Maximum likelihood estimation

Once we have written down our statistical model, we would like to get estimates for the parameters of the model. By far the most often used method for parameter estimation is maximum likelihood estimation. (The second-most widely used is probably the method of moments, which we will not discuss.) To understand how this works, we first need to define what a likelihood is. Note: Here we are specifically talking about the likelihood function in a frequentist setting, not the likelihood in a Bayesian context.

The likelihood function

Say we have some data \(\mathbf{y}\) that we are modeling parametrically. The generative distribution is parametrized by a set of parameters \(\theta\). Thus, the PDF for the generative distribution of all of the data is \(f(\mathbf{y};\theta)\).

We define the likelihood function \(L(\theta;\mathbf{y})\) as

\[\begin{align} L(\theta;\mathbf{y}) = f(\mathbf{y}; \theta). \end{align}\]

This may look weird, but it is easier understood as the PDF of the generative distribution, except where it is a function of the parameters \(\theta\) and not of the data \(\mathbf{y}\). The likelihood is therefore not a probability nor is it a probability density.

We can define \(\ell(\theta;\mathbf{y}) = \ln L(\theta;\mathbf{y})\) as the log-likelihood function, which we will find is often useful to work with.
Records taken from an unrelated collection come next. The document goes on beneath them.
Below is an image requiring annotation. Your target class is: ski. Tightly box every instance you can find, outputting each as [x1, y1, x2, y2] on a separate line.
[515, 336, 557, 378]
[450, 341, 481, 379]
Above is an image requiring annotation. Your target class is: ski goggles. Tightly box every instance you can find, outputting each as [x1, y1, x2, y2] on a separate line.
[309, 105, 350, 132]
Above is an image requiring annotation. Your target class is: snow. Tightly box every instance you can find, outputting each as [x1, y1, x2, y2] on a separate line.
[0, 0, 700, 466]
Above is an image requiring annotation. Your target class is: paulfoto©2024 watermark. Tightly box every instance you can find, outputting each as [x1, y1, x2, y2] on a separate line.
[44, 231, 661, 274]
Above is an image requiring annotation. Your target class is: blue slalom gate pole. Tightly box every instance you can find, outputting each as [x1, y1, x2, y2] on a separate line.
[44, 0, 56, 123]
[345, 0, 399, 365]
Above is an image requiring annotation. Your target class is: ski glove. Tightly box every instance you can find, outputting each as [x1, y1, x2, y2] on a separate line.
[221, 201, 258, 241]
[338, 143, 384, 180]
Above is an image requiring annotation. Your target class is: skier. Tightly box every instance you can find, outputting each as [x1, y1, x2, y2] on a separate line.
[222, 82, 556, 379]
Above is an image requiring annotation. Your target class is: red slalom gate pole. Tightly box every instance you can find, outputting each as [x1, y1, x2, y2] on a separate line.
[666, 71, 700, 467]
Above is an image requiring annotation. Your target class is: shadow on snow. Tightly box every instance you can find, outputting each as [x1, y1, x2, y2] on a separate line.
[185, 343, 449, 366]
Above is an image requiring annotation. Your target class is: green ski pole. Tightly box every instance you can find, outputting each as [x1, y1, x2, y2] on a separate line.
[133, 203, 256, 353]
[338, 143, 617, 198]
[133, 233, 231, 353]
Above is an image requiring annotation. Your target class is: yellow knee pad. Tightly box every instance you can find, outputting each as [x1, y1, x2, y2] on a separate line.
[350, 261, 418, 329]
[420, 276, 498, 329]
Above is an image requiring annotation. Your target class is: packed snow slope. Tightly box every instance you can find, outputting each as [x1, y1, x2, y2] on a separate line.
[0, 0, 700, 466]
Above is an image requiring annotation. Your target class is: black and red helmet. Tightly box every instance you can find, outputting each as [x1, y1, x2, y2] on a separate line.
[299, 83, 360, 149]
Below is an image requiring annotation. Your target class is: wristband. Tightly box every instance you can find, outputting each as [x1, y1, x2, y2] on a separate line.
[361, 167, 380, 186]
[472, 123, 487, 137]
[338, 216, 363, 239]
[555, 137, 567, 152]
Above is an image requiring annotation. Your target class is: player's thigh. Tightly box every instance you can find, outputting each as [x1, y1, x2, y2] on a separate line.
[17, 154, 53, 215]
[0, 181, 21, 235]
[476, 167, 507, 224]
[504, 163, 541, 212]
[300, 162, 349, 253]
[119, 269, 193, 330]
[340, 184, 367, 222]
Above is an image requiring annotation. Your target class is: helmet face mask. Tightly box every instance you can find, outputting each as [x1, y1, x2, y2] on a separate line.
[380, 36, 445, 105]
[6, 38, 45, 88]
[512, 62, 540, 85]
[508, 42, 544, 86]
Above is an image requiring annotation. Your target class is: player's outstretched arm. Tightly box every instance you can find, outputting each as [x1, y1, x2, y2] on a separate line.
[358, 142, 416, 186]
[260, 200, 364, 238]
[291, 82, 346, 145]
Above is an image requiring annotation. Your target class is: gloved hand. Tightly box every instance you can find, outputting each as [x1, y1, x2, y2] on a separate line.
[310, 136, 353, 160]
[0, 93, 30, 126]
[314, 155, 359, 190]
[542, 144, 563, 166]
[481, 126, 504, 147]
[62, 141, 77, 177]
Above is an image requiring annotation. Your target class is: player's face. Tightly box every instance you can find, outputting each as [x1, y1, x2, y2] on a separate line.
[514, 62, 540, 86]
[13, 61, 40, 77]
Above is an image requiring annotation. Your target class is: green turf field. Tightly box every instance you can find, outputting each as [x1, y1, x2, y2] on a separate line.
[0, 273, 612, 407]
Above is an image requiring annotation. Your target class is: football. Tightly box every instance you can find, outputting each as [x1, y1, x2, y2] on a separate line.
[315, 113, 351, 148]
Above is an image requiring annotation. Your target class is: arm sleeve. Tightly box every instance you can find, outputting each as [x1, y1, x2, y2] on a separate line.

Maximum likelihood estimate

The set of parameter values \(\theta^*\) for which the likelihood function (and therefore also the log-likelihood function) is maximal is called the maximum likelihood estimate, or MLE. Generically, we can denote the parameter values that maximize the likelihood function as \(\theta^*\). That is,

\[\begin{align} \theta^* = \mathrm{arg\;max}_\theta\; L(\theta;\mathbf{y}) = \mathrm{arg\;max}_\theta \;\ell(\theta;\mathbf{y}). \end{align}\]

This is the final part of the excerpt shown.